We are in a misinformation crisis. The speed that we receive information in real time, coupled with so much happening in the news, can leave a viewer with headline whiplash. Through the latest edition of our Youth Decoded series, we look at how Generation Z is impacted by the misinformation that’s spreading around the world. Though today’s teens and young adults are digital natives, we found they’re not just susceptible, they’re also perpetrators.


As the world faces a pandemic, civil unrest and contested elections, access to trustworthy information has never been more important. But confidence in the institutions that are meant to provide this information is declining. According to Morning Consult, in the US over the course of just three months earlier this year (April-June 2020) overall trust in institutions among Americans 13-23 years old eroded from 56% to 46%. Trust in individual institutions is also at all-time lows, with millennial trust trailing other generations and Gen Z even lower. Over the same period, Morning Consult also found that American Gen Z’s trust in the police fell 24 points, in government 17 points, the criminal justice system 14 points, and in media 13 points. This lack of trust, particularly in media, creates a vacuum that allows misinformation to thrive.


Fake news and misinformation are not new or targeted to any one generation. Though younger generations are more tech-savvy, they can still be digitally naïve. While MindEdge found that over half of American 18-31s (59%) feel very confident in their digital literacy skills, YPulse found that two-thirds (67%) of 13-39s globally admit they have been fooled by a fake news story. Additionally, MindEdge found that about half (52%) of respondents age 18-31 in the US failed to recognize at least half of the fake news stories in a 9-question test. This misinformation can come in many forms, from silly memes or jokes taken out of context to more nefarious disinformation campaigns. The challenge is that the onus is largely on users to spot disinformation and that’s becomingly increasingly difficult – even for digital natives like Gen Z.
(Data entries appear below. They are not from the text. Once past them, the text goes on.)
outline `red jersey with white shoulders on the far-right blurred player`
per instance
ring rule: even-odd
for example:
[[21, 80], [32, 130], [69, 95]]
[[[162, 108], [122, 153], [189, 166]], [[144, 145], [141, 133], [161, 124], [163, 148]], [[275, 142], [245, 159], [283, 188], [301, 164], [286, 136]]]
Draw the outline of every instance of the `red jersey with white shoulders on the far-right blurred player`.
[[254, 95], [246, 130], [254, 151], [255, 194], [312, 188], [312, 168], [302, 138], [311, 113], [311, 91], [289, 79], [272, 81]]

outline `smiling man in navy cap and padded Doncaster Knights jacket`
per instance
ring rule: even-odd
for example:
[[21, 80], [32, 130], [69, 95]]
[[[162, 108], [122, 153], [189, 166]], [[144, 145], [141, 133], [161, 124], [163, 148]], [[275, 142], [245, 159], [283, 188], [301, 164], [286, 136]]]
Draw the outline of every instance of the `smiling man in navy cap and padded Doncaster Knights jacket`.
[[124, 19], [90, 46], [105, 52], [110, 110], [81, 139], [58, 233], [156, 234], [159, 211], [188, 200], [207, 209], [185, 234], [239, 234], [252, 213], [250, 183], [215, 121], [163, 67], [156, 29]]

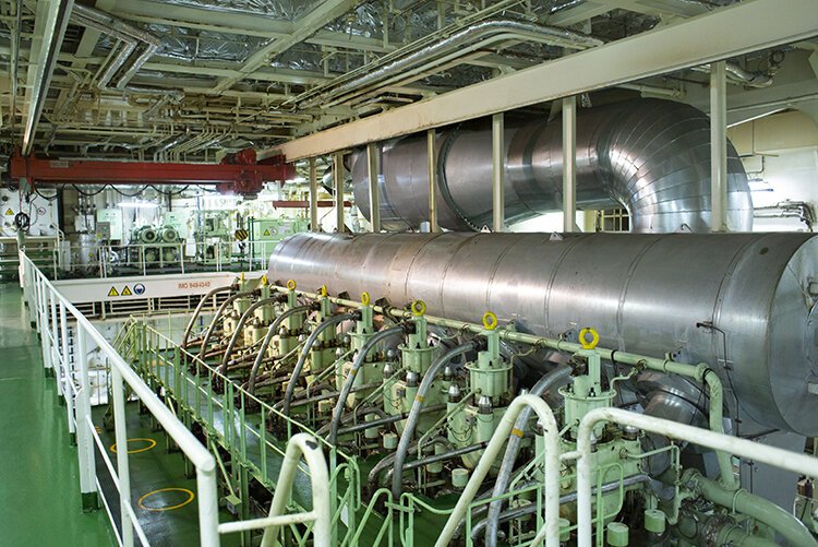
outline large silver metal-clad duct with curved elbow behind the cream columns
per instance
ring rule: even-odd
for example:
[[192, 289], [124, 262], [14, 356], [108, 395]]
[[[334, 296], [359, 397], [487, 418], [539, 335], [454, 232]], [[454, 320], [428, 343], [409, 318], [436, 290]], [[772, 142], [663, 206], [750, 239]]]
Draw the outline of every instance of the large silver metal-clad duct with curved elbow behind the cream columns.
[[[505, 215], [509, 223], [562, 207], [562, 123], [506, 127]], [[381, 222], [417, 229], [428, 221], [426, 136], [381, 145]], [[492, 218], [490, 128], [437, 135], [437, 217], [442, 227], [479, 229]], [[352, 164], [356, 201], [369, 216], [366, 154]], [[710, 119], [682, 103], [637, 99], [577, 114], [577, 205], [624, 207], [634, 231], [710, 228]], [[727, 143], [727, 225], [753, 228], [742, 162]]]

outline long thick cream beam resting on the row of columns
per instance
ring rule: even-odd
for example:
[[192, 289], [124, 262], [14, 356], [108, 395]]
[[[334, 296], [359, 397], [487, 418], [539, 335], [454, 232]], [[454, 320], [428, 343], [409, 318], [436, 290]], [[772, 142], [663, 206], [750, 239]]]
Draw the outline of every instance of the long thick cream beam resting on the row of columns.
[[[742, 32], [735, 32], [741, 28]], [[818, 35], [815, 0], [749, 0], [278, 147], [288, 159], [424, 131]]]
Social media platforms are rampant with disinformation and trust in them is waning. All platforms face this issue, and the places where Gen Z likes to hang out are no exception. Though only a global minority of 13-25s (19%) say they trust the sources of news and information available to them, what makes this dangerous is that according to YPulse about two-thirds (68%) of Gen Z globally use social media as a news source. This creates an environment where youth consume news alongside content that’s meant for comfort, humor, and entertainment. This blurring of content types on one platform ultimately leads to the idea that news should not only inform but entertain.

If Gen Z is not consuming entertainment news, they’re creating it. Nearly three-quarters (71%) of 18-24s globally create content (memes, digital art, photos, videos, music, or writing) and globally, half (50%) of 12-24s believe that memes are a good way to spread information. This way of sharing information allows young people to have a voice, as 6-in-10 (61%) of 13-24s globally believe social media gives them a platform to speak out about issues they care about. However, these self-created infotainment shares also blur the line between news and entertainment, often contributing to the cycle of misinformation.

But not all is lost. According to YPulse, about half (54%) of Gen Z globally recognize that social media is full of fake news. If given the power to impact an issue, about a quarter (24%) of 13-25s globally would choose the misinformation crisis, which was the #4 issue behind climate change, racial inequality, and terrorism.  Given how vocal they are about issues they’re passionate about, we hope that misinformation is a problem that Gen Z will choose to combat as they get older.